Emotional third Open victory for Tiger Woods
After an absence of 39 years, The Open returned to Royal Liverpool. For many players, it was their first experience of the Hoylake links and day after day of intense heat had baked the course, producing fast-running fairways. A thunderstorm and heavy rain delayed the opening round by half an hour and it was precisely 7.00am when Peter Hedblom struck the first ball of the Championship.
The defending champion, Tiger Woods, had a promising start. An eagle at the 18th for a 67 left him just one shot behind the first day leader, Ireland’s Graeme McDowell, whose 66 was a new course record. Keeping Woods company were Greg Owen, Miguel Angel Jimenez, Keiichiro Fukabori and Anthony Wall, the only player of the day to secure two eagles.
Woods used his driver only once during the four days of play — at the 16th on day one. Realising from his first practice round that he could drive over 370 yards, measures were needed to control the ball. His five wood was replaced with a two iron, although he would occasionally hit a three wood off the tee. His game plan was to keep the ball on the fairway and stay short of the bunkers.
Friday’s play set the stage for a dramatic weekend. Chris di Marco improved on McDowell’s record, shooting a 65 for an aggregate of 135. A birdie at the 11th for Woods took him to the top of the leaderboard for the first time. He also scored a 65, giving him an aggregate of 132 and a three-stroke lead. Ernie Els became the third player of the day to post a 7 under par round to close Woods’ lead to just one stroke.
Day three saw Woods and Els both score 71, but there were some low scores, which brought more challengers to the fore. On the inward nine, Woods three-putted three times and finished on 13 under. Equalling the course record with the fourth 65 of the week, Garcia climbed from 5 under to 12 under par. Els, whose short game kept him in contention, shared 2nd place with Garcia and Chris di Marco, who posted a 69. Jim Furyk and Angel Cabrera both scored 66 to end the day two shots behind Woods.
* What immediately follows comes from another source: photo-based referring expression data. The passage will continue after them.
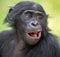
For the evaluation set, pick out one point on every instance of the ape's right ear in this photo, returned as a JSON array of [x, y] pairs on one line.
[[9, 17]]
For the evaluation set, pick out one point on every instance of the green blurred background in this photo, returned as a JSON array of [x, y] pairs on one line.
[[52, 8]]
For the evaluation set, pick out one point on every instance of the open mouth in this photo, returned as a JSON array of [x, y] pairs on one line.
[[34, 35]]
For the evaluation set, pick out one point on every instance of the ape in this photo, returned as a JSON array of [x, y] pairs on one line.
[[30, 35]]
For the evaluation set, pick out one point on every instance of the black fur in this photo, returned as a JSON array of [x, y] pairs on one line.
[[46, 47]]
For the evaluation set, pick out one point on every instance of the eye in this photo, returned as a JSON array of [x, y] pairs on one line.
[[39, 16], [29, 14]]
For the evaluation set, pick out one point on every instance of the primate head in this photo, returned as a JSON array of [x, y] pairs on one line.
[[30, 21]]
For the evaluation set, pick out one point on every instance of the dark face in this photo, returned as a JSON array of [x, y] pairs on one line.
[[29, 19], [31, 25]]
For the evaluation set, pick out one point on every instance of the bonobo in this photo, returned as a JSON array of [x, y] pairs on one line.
[[30, 35]]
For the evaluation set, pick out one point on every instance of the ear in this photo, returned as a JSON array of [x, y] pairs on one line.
[[9, 17]]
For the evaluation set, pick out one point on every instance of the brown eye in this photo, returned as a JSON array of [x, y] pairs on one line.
[[29, 14], [39, 16]]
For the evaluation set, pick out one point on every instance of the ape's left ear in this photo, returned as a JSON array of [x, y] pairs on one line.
[[9, 17]]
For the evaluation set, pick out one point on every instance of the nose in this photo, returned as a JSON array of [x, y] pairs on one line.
[[34, 23]]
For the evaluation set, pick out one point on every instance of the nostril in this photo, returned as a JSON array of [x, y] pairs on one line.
[[34, 24]]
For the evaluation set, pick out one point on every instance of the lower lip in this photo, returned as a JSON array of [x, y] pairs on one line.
[[35, 37]]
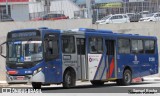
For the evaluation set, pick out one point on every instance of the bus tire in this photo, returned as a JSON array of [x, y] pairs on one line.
[[127, 78], [36, 85], [69, 79], [97, 83]]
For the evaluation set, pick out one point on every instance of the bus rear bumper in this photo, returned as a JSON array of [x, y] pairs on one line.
[[39, 77], [18, 79]]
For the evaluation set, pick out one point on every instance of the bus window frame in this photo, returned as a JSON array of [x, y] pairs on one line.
[[66, 36], [131, 45], [155, 46], [48, 57], [97, 37]]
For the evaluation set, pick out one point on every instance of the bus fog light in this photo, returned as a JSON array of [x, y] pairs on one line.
[[39, 69], [36, 71]]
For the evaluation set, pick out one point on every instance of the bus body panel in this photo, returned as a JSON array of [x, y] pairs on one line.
[[108, 64]]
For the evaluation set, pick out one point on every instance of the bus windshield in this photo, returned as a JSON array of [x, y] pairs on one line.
[[25, 51]]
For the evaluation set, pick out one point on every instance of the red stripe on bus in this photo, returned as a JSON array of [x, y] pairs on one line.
[[111, 69]]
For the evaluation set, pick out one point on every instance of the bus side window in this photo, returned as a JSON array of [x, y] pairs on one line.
[[52, 48], [68, 44], [137, 46], [96, 45], [124, 46], [149, 46]]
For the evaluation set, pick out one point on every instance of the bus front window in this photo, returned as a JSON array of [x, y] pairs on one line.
[[25, 51]]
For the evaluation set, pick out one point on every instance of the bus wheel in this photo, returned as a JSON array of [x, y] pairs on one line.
[[36, 85], [127, 78], [69, 79], [97, 83]]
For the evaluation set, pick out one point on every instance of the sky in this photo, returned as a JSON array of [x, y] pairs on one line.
[[98, 1]]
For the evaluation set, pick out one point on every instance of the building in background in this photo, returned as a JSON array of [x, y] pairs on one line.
[[24, 10], [17, 9]]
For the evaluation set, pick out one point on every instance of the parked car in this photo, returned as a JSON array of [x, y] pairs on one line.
[[151, 17], [5, 18], [144, 13], [52, 16], [135, 18], [116, 18]]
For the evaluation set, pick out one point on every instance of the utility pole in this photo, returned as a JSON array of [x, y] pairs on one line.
[[7, 7], [89, 9]]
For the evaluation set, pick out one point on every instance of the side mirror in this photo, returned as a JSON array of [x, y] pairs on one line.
[[2, 49]]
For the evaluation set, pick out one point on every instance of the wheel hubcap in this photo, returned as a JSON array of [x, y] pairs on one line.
[[127, 77], [69, 79]]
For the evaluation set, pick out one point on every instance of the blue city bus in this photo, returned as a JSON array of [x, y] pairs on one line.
[[51, 56]]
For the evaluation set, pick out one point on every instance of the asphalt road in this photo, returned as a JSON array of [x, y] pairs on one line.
[[106, 88]]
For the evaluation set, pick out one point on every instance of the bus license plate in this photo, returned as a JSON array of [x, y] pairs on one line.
[[20, 77]]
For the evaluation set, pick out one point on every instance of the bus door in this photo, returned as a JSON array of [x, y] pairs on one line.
[[110, 58], [52, 58], [81, 59]]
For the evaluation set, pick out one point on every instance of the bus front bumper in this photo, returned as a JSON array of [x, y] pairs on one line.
[[18, 79], [39, 77]]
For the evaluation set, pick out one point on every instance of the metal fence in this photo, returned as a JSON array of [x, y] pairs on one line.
[[98, 10], [104, 9]]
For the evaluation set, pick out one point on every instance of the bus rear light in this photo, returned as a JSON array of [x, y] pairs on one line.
[[12, 72]]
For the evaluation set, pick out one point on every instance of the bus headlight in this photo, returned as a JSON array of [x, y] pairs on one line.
[[36, 71]]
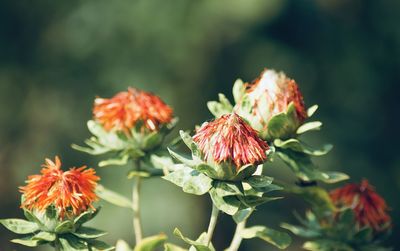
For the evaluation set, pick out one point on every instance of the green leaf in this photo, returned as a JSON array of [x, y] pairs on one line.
[[118, 161], [309, 126], [28, 241], [279, 239], [71, 243], [122, 246], [318, 197], [96, 245], [183, 160], [44, 236], [228, 205], [19, 226], [113, 197], [301, 231], [238, 90], [297, 146], [190, 180], [151, 243], [304, 169], [64, 227], [197, 245], [88, 233], [169, 247], [328, 245], [242, 214], [312, 110]]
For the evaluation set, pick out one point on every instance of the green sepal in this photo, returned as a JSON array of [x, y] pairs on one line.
[[151, 243], [71, 243], [311, 110], [309, 126], [113, 197], [65, 227], [238, 90], [279, 239], [122, 246], [220, 108], [20, 226], [198, 245], [282, 125], [191, 181], [227, 204], [242, 214], [85, 217]]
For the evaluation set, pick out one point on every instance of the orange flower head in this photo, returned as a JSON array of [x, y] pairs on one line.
[[123, 111], [269, 95], [70, 191], [229, 138], [369, 207]]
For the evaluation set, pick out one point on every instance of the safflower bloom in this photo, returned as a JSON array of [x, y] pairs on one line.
[[369, 207], [70, 191], [230, 139], [269, 95], [123, 111]]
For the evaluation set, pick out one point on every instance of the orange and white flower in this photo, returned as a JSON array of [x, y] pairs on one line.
[[267, 96], [369, 207], [230, 139], [123, 111], [72, 191]]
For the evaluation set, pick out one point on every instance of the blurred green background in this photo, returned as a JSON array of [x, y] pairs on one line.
[[56, 56]]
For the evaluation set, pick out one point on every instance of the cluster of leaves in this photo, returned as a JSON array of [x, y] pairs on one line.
[[66, 235], [137, 146], [238, 197]]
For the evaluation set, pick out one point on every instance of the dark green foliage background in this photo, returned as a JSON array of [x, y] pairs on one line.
[[56, 56]]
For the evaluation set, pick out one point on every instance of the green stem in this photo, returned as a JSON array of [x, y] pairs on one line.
[[137, 225], [237, 238], [212, 224]]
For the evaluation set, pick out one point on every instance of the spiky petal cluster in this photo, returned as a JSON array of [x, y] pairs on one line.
[[72, 191], [369, 207], [270, 95], [230, 139], [123, 111]]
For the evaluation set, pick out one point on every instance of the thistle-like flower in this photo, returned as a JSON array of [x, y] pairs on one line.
[[269, 95], [123, 111], [369, 207], [71, 192], [230, 139]]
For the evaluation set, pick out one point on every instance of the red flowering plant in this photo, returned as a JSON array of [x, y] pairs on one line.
[[56, 204], [132, 125], [226, 153], [273, 105], [351, 218]]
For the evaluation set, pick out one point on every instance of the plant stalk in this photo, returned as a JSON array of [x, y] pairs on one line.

The final round drew to a much-anticipated conclusion, as Woods methodically fought off the chasing pack. His playing partner, Garcia, had lost the momentum of the previous day. Missing a short putt at the 2nd, his fortunes failed to improve and he finished with a 73 in joint 5th position with Hideto Tanihari. Four pars and a birdie at the 5th meant Els was tied with Woods on 13 under. Woods responded by holing the 5th from 12 feet for an eagle and a two shot lead. By his own admission, Els’ game lost direction when he bogeyed the 8th and 11th. He finished on 71 in 3rd place with a score of 275.
Di Marco, who went out in 35, level par, remained the only threat to Woods. He came within one shot of the leader, but at the par 4 14th hole looked to be in trouble after his three-iron approach landed in the rough. He rescued it with a superb putt from over 40 feet to save par. Woods raised his game to yet another level and secured a birdie. He birdied the next two holes, continually keeping di Marco just out of reach.
Di Marco’s closing round of 68, 16 under par, left him two shots behind Woods, who posted a 67 for an aggregate of 270. It was Woods’ 3rd Open Championship victory and 11th major title.